Italien treffen diese Taten mitten im Wahlkampf. Foto: AFP

Ein Mann schießt in Macerata aus seinem Auto auf Menschen mit dunkler Hautfarbe – vier Wochen vor der Wahl. Der mutmaßliche Täter hat enge Verbindungen zur rechten Partei Lega Nord.

Rom/Macerata - Auf dem kahlrasierten Kopf von Luca T. prangt rechts der Stirn eine Tätowierung: Das Symbol einer Wolfsangel, einst Truppenkennzeichen einer Panzerdivision der Waffen-SS und Ende der 1970er Jahre das Zeichen der neofaschistischen „Terza Posizione“. Am Samstagvormittag soll Luca T. in der Provinzhauptstadt Macerata aus einem schwarzen Alfa 147 heraus auf Passanten geschossen haben. Sechs Menschen wurden durch die Tat verletzt, alle Opfer stammen aus Afrika.

Bei seiner Festnahme war der 28-Jährige in eine italienische Flagge gehüllt und zeigte den römischen Gruß. Am Sonntag wurde Luca T. in ein Gefängnis nach Ancona gebracht. Der Vorwurf der Staatsanwaltschaft: Er soll das schwere Blutbad aus rassistischen Motiven angerichtet haben. Italienische Medien spekulieren, dass die Tat eine Reaktion auf den Mord an einer 18-Jährigen sein könnte, die Ende Januar in Macerata ermordet und zerstückelt in zwei Koffern aufgefunden wurde. Ein Nigerianer wird verdächtigt, die junge Frau ermordet zu haben. Eine Verbindung zwischen ihr und Luca T. soll es jedoch nicht geben.

Italien treffen diese Taten mitten im Wahlkampf. Am 4. März wird ein neues Parlament gewählt. Während die Regierung die Parteien zur Besonnenheit aufruft, gießt der Ex-Ministerpräsident und Wieder-Wahlkämpfer Silvio Berlusconi Öl ins Feuer. Das, was in Macerata passiert ist, sei „die Geste eines Verrückten“, die nicht auf eine klare politische Ausrichtung zurückzuführen sei. Doch so einfach ist es nicht: Luca T. kandidierte im vergangenen Jahr bei kommunalen Wahlen für die rechte Lega Nord. Für die Partei also, die in einem Bündnis mit der Forza Italia von Berlusconi und den noch rechteren Fratelli d’Italia bei der kommenden Wahl die Mehrheit holen möchte.

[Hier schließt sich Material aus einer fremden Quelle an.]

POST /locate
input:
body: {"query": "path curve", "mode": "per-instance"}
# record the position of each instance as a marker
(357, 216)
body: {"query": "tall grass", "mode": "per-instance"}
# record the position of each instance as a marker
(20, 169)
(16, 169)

Die Lega Nord macht Stimmung gegen Migranten

Vor allem die Lega macht im Wahlkampf Stimmung gegen Migranten. „Gewalt ist nie eine Lösung“, schrieb der Lega-Chef Matteo Salvini kurz nach der Tat auf dem Kurznachrichtendienst Twitter. Und weiter: Die „moralische Verantwortung“ für die Tat liege bei denjenigen, „die Italien mit illegalen Einwanderern geflutet haben.“ Er könne es kaum erwarten, das Land zu regieren, „um ganz Italien Sicherheit, soziale Gerechtigkeit und Unbeschwertheit zurückzubringen.“ In den sozialen Netzwerken feiern viele den mutmaßlichen Täter als Vorzeige-Patrioten: „Eine Medaille und sofort das Amt des Verteidigungsministers“, schreibt ein User auf Facebook.

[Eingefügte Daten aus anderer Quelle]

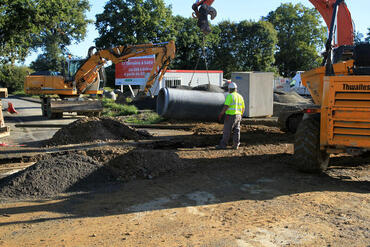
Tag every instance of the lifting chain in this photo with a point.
(205, 61)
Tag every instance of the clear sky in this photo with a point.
(232, 10)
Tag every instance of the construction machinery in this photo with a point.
(81, 81)
(340, 120)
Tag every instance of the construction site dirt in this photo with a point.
(181, 191)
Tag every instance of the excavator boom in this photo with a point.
(83, 77)
(165, 52)
(342, 21)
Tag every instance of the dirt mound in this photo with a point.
(144, 163)
(96, 129)
(51, 176)
(209, 88)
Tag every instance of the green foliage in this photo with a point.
(301, 37)
(367, 39)
(189, 42)
(244, 46)
(67, 23)
(47, 24)
(17, 25)
(358, 37)
(113, 109)
(126, 22)
(12, 77)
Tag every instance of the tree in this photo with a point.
(47, 24)
(301, 37)
(358, 37)
(12, 77)
(256, 48)
(244, 46)
(18, 23)
(126, 22)
(368, 36)
(67, 24)
(189, 43)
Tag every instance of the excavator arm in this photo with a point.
(334, 12)
(87, 73)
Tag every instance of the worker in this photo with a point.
(233, 110)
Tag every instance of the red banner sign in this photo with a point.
(134, 70)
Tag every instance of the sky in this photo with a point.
(232, 10)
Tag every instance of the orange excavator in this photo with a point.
(84, 77)
(340, 89)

Ministerpräsident Paolo Gentiloni appellierte an die Italiener, dem Risiko einer Gewaltspirale entgegenzuwirken. Innenminister Marco Minniti drückte sich klarer aus: „Wir haben noch einen Monat Wahlkampf vor uns, dass der verbreitete Hass weitere Gewalttaten generiert, ist sehr hoch.“ Einer der Verletzten soll am Sonntag aus der Klinik entlassen worden sein. Ein Opfer sei in kritischem Zustand, schwebe aber nicht in Lebensgefahr. Fünf Männer und eine Frau, aus Mali, Ghana, Nigeria und Gambia, waren durch die Schüsse verletzt worden. Einige von ihnen sollen Asylbewerber sein, andere lebten schon seit Langem in Italien. Das einzige, was die Opfer eine, so Innenminister Minniti, sei ihre dunkle Hautfarbe.